I have a program where over 70% of my time is spend hashing tiny objects, like u64, (u32,u64), (u64, Wrapping<u64>).
I do not need cryptographically strong hashes, just "reasonable" ones (in particular, I wouldn't want the hash function for u32 or u64 to just be the identity function).
It seems like (from looking at valgrind's cachegrind output) the amount of code produces for hashing a u64 is significant. I tried a couple of alternative packages, like seahash, but even then if I do something like the following to hash a single u64, the amount of instructions generated is huge. Is there a better way of hashing small objects (other than writing some small custom hash functions), or could I be misinterpreting the profiles I'm seeing?

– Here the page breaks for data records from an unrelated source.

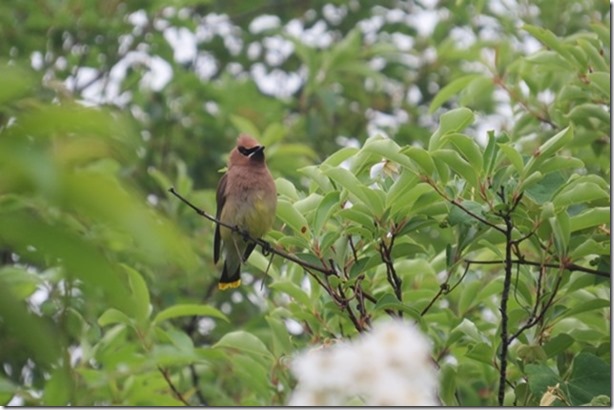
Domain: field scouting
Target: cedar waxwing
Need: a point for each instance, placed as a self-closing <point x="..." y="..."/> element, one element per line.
<point x="247" y="198"/>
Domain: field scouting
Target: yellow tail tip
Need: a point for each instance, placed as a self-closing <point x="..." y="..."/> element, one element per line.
<point x="229" y="285"/>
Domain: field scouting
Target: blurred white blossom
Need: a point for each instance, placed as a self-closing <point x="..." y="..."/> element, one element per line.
<point x="388" y="366"/>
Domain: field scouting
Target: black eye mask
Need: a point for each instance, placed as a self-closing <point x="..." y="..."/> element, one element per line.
<point x="249" y="151"/>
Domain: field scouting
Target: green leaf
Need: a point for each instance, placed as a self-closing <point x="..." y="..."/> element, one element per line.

pub fn do_hash<T>(obj: T) -> Wrapping<usize>
where
T: Hash,
{
let mut hasher = seahash::SeaHasher::default();
obj.hash(&mut hasher);
Wrapping(hasher.finish() as usize
}
I agree that BTreeMap is a good datastructure, and some people reach for HashMaps too quickly, however in my case I'm not actually using the hashes for hash maps, but for something else.
I don't want to get into details (if I can avoid it). I'm implementing this academic paper: [1911.04783] Permutation group algorithms based on directed graphs (extended version) , which basically comes down to hashing LOTs of things, adding up lists of the resulting hashes (I realise adding hashes isn't a usual thing to do either!), and seeing if they are equal.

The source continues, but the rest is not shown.